Photo by Mark J. Rebilas-USA TODAY Sports
Amir “King” Khan will be taking on Saul “Canelo” Alvarez on Saturday night in what is undoubtedly the biggest fight of his boxing career.
The match-up between the pair, set to take place in Las Vegas’ new T-Mobile Arena, was met with plenty of controversy—so much so that the WBC was forced to defend its prized middleweight title fight in an unconventional move reflective of the chagrin expressed from boxing fans the world over.
The most contentious issue with this fight is the fact it will be fight for Canelo’s WBC, The Ring magazine, and lineal title contested at a catchweight of 155lbs, well below the middleweight limit of 160lbs. This is the first time Khan will be fighting as a middleweight—in the loosest sense possible—despite not being close to a world title shot at his home at the welterweight limit.

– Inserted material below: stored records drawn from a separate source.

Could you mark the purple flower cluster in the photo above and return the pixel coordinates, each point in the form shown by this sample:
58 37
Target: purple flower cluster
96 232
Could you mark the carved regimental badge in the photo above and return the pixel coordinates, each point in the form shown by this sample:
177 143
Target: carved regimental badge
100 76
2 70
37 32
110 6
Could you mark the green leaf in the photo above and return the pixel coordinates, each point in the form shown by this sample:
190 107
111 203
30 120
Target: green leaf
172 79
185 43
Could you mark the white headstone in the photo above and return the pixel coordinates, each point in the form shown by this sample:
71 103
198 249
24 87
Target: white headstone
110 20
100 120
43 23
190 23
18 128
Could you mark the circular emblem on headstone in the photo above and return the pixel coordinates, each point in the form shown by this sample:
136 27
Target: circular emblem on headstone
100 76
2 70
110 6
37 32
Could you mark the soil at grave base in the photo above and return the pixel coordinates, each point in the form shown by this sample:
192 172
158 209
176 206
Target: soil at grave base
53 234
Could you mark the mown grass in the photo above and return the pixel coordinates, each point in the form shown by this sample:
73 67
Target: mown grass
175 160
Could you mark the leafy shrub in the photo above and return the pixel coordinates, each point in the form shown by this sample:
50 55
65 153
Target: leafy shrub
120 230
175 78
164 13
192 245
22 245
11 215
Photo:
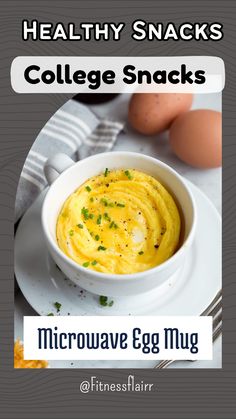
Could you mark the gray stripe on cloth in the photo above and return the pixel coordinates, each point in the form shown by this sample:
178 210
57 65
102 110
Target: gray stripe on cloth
73 130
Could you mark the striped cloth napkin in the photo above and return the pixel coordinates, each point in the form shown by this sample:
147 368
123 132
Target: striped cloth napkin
73 130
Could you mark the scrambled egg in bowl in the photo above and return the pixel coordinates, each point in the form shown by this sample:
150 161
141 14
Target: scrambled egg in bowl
119 222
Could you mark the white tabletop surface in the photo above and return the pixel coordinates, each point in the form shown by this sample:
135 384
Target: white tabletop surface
209 181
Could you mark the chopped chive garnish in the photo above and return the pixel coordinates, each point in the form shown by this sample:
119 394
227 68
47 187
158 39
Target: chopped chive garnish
106 216
101 248
94 263
99 219
104 201
129 176
85 213
113 225
85 264
106 172
58 306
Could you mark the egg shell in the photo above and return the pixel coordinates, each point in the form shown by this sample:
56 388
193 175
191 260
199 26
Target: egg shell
151 113
196 138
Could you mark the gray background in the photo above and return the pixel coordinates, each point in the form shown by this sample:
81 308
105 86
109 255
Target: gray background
55 393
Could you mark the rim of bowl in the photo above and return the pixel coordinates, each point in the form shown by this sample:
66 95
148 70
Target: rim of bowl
109 276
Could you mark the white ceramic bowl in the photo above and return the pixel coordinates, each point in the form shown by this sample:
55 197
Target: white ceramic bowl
65 176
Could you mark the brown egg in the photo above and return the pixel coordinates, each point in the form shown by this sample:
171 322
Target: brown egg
196 138
151 113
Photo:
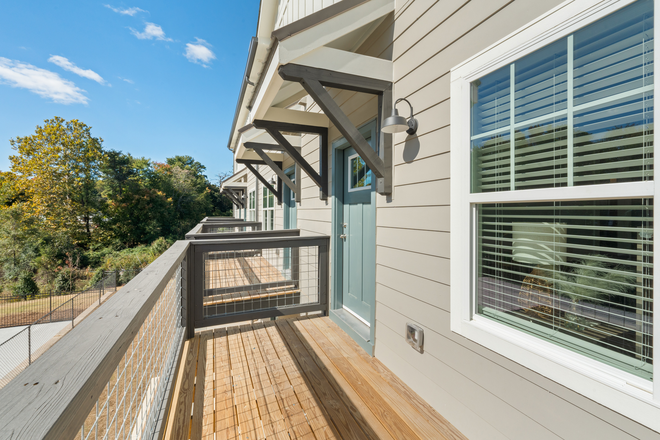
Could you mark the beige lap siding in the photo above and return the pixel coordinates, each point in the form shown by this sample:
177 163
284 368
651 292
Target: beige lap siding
483 394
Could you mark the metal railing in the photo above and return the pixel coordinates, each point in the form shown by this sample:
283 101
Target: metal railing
253 278
28 343
111 376
220 219
221 227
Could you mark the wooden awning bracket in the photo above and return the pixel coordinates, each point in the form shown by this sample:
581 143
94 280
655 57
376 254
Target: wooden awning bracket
259 149
249 165
275 129
234 197
314 80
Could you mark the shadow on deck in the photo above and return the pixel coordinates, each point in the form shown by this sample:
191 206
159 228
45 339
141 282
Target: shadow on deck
293 378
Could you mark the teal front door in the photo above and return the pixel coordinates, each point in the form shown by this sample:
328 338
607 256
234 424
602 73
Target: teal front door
357 232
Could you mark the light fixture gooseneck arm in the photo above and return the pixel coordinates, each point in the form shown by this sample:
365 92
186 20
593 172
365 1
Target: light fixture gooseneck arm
404 99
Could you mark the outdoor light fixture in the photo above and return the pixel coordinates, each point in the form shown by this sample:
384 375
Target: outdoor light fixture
398 124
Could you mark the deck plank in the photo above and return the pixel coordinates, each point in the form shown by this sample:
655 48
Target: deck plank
294 378
249 424
315 413
408 412
208 424
181 417
225 410
294 416
356 403
341 417
269 410
406 393
198 392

In fact, Khan was a world champion as a light welterweight—three weight classes below Canelo’s middleweight berth. The distinct difference between the respective weight classes of boxing and MMA is that the middleweight limit of 160lbs means you can’t fight as a middleweight above that marker, but there aren’t any stipulations that limit what weight you are below that 160lbs amount. For instance, it doesn’t matter if you weighed in at 135lbs as a lightweight competing for a middleweight title—as long as it’s under 160lbs, it’s all good.
This is a fight that made little sense besides a big payday for both men and is truly indicative of the issues that arise in this splintered era of boxing we find ourselves following. There’s no doubting the financial interest here—Oscar de la Hoya’s Golden Boy Promotions are predicting a pay-per-view buy rate of over 2 million.